# Aggressive



## LeeBoy (Jun 27, 2015)

I know there are some threads about goats with aggression issues but I didn't find anything that was the same as my goat. I bought her, Pygmy, when she was heavy bred and another kiko/boar cross kid. She had her kid the next morning. For 5 weeks now she has rammed into the side of the kiko/boar kid. She rakes her horns from her stomach up her side. Today she jumped off her box and ran over to her 15 feet away just to mess with her. She has already hurt another kid Pygmy goat kid and I'm scared she's gonna hurt or kill the one she has a target on now. My other 3 are very friendly and get along very well with each other. They all cuddle up every night to sleep including the aggressive goats kid. She just sits on her box like a queen. I can't seperate them I have only 1 big pasture with an open barn. We have pretty much made our minds up to sell her were just waiting on her kid to be weined. Would taking her horns off settle her down?


----------



## Hens and Roos (Jun 27, 2015)

Sorry to hear of your issues, not sure what might help your situation.

Hopefully others will have some ideas for you.  @OneFineAcre @Southern by choice @Goat Whisperer


----------



## OneFineAcre (Jun 27, 2015)

Taking her horns off night keep her from seriously hurting one of the others
But sounds like she is the top dog not going to change that


----------



## Southern by choice (Jun 27, 2015)

I do not  think it will be solved by taking the horns off.

Sounds like this one would best be sent to market for slaughter.
An aggressive doe like this should not be sold to someone else and they end up suffering in the same way and quite possibly lose a goat to her.

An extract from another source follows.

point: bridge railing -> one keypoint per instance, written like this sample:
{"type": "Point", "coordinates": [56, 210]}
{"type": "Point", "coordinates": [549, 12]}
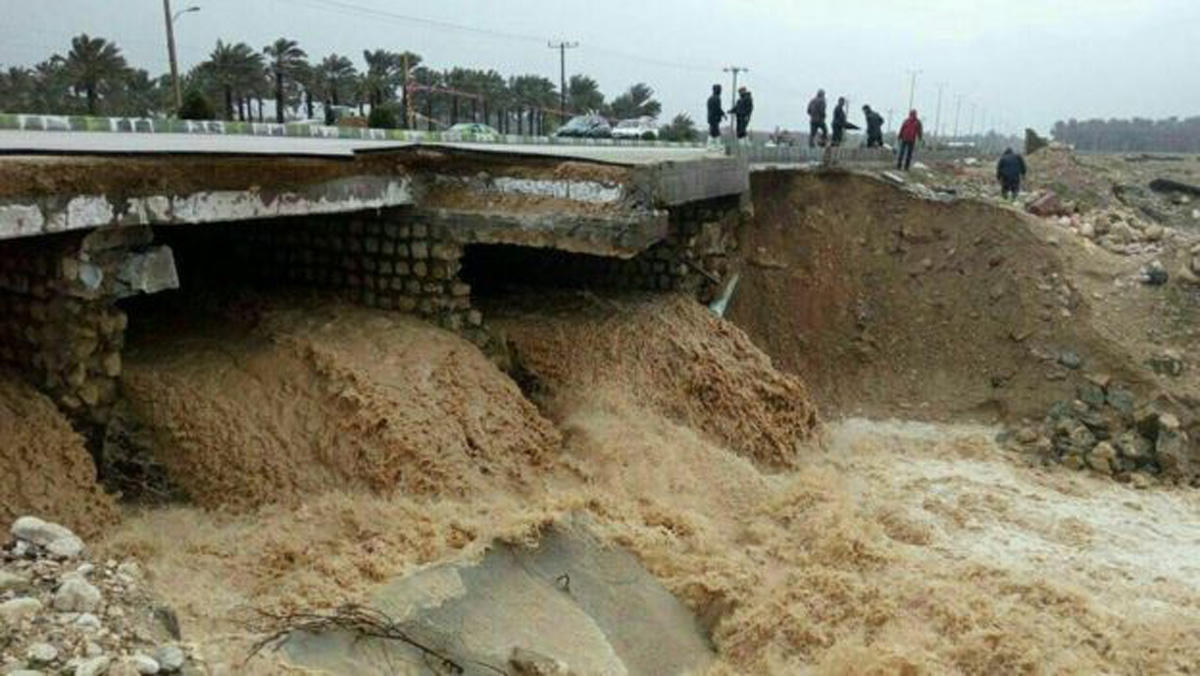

I'd sell her for meat only, or send her to slaughter and put the meat in your freezer.


----------



## LeeBoy (Jun 27, 2015)

Yes she's definately the top dog. Lol! Actually it's the goat in my profile picture wearing my hat! She took my hat from me and made me take her picture! Lol! But on a serious note, I really want to keep her. She is a beautiful goat and great with our kids but she just hates the kiko goat. Maybe I can put some tennis balls on the tips of her horns??!!


----------



## LeeBoy (Jun 27, 2015)

If we do sell her I will DEFINATELY advertise her as an aggressive dominant alpha goat. She's 4 years old. Maybe I can get a hundred bucks for her. (As in cash, not deer)


----------



## Southern by choice (Jun 27, 2015)

You'd do better selling her on the hoof. 

If she has horns and she is aggressive it really is an accident waiting to happen.

A hard enough blow can still kill even with tennis balls.

When dealing with livestock always think of the bigger picture. Although we all may love our goats and think of them as "pets" they are livestock. Far too many nice sweet non aggressive goats out there to deal with one like this IMO. Always keep in mind ... they *are *livestock.... not really pets.


----------



## mysunwolf (Jun 28, 2015)

While I personally would send her to slaughter as Southern said... my neighbors had a doe that was aggressive like this. She used to constantly lift her companion wether in the air with her horns and then throw him across the yard. My neighbors gave her to a family with a large goat herd, including plenty of dominant bucks that roam freely amongst the does, and now that she is no longer the only goat in charge she has so far settled down. So I would not feel too bad advertising her as an aggressive doe that needs to go to someone who knows how to handle her.


----------



## LeeBoy (Jun 28, 2015)

I was only kidding about the tennis balls. I grew up on a farm these goats are intended to get my 3 daughters out of the house and off the iPads etc... and teach them some responsibility. It is working as my oldest wants to show animals for 4-H now. Goats are a new venture for me but they are not much different than cattle as I am constantly learning. My local vets have been amazing help also. Trust me I know they are livestock. It would be much easier if we had 30 rather than 5 because my kids have named all of them which in my household qualifies them as pets. But we had a meeting about the goat and the family agreement is to remove her from our herd. So, with that being said, anyone want an aggressive, dominant, alpha goat that loves people and likes to be rubbed behind the ears? And thanks to everyone who replied, it helped to reinforce our decision.


----------



## goats&moregoats (Jul 8, 2015)

Better off advertising for meat. Sorry       I have a small hobby farm and we had two aggressive pygmy/dwarf Nigerians with out horns. They still caused issues. They hit my other does so hard it would knock them off their feet. So we said bye bye to them. I myself don't eat goat, so they were advertised as aggressive better for the freezer goats.


----------